Topological Sort
Introduction
Concept: Topological sort produces a linear ordering of nodes in a directed acyclic graph (DAG) such that each node comes before all nodes it points to. If there’s an edge U → V, then U appears earlier than V. This is only possible if the graph has no cycles.
Typical Use Cases: Scheduling problems (e.g. course prerequisite ordering, build systems), task dependency resolution. Interview problems like Course Schedule or Build Order are classic examples.
Keywords/Cues: “Prerequisites,” “dependency,” “precede,” “order of tasks,” “before/after relationship,” or explicit mention of a DAG.
Core Idea / Mental Model
Think of ordering tasks by prerequisites – always pick a task with no remaining prerequisites (no incoming edges), do it, then remove it and update prerequisites for others. This repeats until all tasks are ordered. A mental model is “repeatedly remove nodes with no incoming edges.”
Analogy: Building a house: you can’t paint walls before the foundation is laid. Maintain a list of tasks ready to do, do one, and update which new tasks become free.
Common methods:
- Kahn’s Algorithm (BFS): Track in-degrees. Pick nodes with in-degree 0, output, remove their outgoing edges (reducing neighbors' in-degrees). Detects cycles if no nodes have in-degree 0 but unprocessed nodes remain.
- DFS-based: Perform DFS. When finishing a node, add to a stack (or front of list).
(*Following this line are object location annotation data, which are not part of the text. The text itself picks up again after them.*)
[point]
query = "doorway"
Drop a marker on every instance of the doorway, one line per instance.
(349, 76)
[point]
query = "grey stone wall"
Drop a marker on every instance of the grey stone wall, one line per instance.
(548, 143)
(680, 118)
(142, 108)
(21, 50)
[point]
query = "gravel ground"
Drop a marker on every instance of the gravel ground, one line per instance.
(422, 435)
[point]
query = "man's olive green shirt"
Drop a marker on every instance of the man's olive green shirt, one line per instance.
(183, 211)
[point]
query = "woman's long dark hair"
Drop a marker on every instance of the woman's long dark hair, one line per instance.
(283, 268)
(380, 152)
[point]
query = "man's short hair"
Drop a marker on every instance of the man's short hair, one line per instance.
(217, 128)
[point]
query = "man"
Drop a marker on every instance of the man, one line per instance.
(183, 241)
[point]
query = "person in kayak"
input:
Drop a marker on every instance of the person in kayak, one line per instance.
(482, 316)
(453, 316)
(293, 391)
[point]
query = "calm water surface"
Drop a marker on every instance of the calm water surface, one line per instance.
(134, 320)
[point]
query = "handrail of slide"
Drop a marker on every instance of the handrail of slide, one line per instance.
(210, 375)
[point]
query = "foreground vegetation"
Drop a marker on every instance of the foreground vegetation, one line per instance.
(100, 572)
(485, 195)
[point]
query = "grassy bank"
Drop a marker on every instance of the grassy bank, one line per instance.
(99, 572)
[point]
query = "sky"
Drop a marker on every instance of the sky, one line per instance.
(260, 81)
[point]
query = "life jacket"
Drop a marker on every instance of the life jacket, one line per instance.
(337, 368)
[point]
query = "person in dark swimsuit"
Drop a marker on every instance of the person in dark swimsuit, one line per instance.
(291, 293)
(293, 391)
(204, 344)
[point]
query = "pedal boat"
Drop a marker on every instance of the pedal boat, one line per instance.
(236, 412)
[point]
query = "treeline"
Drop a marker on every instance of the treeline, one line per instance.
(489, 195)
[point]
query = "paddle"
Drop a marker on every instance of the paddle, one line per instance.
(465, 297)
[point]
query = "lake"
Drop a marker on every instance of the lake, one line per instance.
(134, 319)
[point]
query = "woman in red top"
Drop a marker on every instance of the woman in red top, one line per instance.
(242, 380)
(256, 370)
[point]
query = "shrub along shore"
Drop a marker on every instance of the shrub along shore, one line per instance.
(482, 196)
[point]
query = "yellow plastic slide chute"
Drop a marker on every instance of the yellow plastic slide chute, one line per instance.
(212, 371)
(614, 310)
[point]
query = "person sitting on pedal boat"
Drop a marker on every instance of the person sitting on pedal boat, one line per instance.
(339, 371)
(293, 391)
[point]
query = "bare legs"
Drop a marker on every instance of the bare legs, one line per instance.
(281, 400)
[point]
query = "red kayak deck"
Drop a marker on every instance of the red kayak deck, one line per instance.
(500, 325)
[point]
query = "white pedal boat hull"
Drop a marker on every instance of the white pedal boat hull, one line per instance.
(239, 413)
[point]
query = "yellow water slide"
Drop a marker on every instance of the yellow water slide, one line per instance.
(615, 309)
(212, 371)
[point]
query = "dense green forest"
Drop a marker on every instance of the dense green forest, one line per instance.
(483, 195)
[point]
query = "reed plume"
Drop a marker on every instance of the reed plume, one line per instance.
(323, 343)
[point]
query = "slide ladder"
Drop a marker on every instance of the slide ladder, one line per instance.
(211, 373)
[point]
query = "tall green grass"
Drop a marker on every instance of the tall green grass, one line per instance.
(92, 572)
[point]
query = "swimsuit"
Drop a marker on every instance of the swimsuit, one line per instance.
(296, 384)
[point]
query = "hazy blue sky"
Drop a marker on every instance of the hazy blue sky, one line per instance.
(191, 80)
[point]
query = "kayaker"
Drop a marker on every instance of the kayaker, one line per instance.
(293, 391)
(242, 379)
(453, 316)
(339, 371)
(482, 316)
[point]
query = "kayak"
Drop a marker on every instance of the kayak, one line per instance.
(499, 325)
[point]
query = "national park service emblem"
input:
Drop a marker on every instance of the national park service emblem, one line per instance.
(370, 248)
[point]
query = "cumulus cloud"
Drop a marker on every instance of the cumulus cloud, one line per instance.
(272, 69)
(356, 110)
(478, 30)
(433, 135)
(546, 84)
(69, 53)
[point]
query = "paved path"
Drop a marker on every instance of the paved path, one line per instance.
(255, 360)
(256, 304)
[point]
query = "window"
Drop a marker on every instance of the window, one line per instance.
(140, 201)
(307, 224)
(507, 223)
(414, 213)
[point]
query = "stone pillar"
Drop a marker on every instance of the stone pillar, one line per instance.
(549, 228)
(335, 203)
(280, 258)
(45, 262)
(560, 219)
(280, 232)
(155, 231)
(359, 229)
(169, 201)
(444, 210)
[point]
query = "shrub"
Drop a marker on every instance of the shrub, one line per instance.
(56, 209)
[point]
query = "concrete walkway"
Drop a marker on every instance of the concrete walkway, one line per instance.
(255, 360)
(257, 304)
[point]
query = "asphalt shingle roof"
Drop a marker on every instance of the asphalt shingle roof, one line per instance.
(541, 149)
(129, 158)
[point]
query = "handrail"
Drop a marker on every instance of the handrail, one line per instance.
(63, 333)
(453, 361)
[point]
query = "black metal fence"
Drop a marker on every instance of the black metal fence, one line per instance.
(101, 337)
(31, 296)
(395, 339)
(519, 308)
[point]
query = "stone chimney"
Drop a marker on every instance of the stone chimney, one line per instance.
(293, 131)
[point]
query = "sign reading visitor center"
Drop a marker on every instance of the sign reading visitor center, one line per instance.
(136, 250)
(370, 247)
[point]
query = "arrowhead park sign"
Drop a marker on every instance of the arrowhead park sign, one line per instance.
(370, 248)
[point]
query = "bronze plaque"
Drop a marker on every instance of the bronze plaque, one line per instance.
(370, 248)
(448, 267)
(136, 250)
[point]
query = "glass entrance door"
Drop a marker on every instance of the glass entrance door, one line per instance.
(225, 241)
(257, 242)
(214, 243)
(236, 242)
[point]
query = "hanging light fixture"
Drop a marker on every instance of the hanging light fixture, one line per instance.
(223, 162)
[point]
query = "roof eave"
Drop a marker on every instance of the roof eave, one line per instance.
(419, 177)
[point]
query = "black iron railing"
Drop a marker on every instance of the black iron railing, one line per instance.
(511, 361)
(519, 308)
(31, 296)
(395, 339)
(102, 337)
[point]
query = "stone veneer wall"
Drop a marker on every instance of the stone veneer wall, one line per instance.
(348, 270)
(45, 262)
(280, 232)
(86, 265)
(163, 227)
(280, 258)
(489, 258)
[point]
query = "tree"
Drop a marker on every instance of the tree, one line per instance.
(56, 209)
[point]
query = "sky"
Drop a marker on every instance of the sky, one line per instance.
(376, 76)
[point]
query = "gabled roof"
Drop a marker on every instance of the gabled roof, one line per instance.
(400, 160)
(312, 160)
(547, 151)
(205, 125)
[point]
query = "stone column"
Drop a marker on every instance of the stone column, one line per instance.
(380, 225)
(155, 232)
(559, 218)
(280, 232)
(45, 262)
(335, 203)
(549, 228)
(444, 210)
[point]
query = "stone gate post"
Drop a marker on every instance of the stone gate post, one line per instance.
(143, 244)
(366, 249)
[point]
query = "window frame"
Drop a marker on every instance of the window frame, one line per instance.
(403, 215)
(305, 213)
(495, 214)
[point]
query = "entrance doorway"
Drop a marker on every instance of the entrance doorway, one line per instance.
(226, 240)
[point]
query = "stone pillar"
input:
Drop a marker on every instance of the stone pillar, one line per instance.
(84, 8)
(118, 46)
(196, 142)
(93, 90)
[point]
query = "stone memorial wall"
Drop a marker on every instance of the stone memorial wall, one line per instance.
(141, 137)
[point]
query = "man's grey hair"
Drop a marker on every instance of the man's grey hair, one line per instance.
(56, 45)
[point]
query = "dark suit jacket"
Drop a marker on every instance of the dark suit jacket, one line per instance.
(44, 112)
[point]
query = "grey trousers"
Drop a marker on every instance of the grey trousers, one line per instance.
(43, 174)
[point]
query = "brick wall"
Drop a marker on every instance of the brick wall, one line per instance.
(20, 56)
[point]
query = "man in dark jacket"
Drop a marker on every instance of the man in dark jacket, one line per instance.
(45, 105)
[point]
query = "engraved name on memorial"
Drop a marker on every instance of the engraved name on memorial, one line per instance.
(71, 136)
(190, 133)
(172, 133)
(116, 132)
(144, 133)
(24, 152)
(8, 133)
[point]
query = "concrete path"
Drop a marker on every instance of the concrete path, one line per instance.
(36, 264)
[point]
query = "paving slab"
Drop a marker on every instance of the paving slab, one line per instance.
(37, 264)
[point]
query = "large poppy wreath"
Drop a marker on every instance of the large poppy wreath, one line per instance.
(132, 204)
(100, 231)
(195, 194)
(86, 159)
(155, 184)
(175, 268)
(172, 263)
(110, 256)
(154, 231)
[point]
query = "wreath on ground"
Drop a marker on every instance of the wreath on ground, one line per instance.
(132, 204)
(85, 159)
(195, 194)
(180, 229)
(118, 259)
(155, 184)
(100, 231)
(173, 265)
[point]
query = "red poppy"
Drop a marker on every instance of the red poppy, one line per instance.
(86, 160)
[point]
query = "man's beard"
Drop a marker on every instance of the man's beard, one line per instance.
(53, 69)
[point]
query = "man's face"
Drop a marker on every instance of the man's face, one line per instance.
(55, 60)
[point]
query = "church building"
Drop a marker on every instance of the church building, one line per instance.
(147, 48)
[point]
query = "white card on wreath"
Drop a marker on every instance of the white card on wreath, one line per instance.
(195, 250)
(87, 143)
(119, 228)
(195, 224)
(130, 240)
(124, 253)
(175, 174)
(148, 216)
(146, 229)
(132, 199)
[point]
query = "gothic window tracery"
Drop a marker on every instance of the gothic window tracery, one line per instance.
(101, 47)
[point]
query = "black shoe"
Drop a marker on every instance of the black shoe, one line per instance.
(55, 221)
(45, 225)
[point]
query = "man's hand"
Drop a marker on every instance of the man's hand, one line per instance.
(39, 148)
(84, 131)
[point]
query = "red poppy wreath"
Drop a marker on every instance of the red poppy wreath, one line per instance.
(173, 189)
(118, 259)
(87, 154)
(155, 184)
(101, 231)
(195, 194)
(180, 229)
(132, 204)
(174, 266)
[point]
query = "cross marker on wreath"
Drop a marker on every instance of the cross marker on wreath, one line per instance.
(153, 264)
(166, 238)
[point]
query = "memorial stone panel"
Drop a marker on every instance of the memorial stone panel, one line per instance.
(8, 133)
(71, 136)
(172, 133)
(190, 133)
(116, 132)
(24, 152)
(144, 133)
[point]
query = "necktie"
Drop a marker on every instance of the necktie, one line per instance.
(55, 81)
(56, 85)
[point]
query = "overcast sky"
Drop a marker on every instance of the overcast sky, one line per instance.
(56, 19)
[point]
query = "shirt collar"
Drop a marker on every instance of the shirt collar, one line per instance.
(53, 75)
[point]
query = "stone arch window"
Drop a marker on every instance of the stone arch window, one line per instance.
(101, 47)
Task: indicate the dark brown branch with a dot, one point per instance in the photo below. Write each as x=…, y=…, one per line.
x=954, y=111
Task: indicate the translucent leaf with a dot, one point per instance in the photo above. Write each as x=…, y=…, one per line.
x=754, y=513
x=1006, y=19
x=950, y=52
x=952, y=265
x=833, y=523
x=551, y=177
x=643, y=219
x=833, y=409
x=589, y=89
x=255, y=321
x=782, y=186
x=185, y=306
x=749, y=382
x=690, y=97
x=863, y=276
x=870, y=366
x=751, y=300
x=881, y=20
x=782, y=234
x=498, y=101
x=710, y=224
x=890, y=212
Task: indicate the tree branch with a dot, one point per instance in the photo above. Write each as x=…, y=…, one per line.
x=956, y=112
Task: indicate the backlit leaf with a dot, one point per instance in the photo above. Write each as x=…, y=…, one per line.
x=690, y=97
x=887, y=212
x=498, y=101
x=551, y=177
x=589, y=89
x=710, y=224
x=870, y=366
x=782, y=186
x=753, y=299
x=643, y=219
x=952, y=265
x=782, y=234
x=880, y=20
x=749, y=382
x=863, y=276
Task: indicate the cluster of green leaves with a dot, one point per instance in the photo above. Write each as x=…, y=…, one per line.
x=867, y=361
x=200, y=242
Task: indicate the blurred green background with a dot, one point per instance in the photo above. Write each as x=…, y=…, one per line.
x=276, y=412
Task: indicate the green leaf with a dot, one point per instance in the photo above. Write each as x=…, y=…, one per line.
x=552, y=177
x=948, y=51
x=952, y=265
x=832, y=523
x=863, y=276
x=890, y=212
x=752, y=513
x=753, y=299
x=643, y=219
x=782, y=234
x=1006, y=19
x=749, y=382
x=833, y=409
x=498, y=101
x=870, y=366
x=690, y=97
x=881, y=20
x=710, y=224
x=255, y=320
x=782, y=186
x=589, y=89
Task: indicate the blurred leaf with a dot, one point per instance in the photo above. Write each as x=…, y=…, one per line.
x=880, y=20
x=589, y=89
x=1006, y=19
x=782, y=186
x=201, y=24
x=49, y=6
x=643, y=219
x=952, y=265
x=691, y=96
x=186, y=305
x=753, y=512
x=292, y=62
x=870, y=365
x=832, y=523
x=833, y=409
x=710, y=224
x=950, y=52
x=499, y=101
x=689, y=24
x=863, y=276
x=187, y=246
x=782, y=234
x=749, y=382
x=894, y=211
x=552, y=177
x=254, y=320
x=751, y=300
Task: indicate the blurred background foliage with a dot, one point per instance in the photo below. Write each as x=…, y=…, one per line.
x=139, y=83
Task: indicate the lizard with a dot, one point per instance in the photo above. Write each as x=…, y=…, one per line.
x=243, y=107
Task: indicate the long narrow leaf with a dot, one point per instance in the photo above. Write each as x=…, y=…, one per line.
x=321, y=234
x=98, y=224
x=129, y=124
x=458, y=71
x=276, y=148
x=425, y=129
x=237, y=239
Produces reverse post-order, a topological order.
Base Template (Python - Kahn's Algorithm)
from collections import deque
def topo_sort(graph):
# graph: dict mapping node -> list of adjacent nodes
indegree = {node: 0 for node in graph}
for u in graph:
for v in graph[u]:
indegree[v] += 1
queue = deque([node for node in graph if indegree[node] == 0])
topo_order = []
while queue:
node = queue.popleft()
topo_order.append(node)
for nei in graph[node]:
indegree[nei] -= 1
if indegree[nei] == 0:
queue.append(nei)
if len(topo_order) != len(graph):
raise ValueError("Graph is not a DAG - cycle detected")
return topo_order
# Example: graph = {"A":["B","C"], "B":["D"], "C":["D"], "D":[]}
# order = topo_sort(graph) -> ['A', 'B', 'C', 'D'] (or A,C,B,D)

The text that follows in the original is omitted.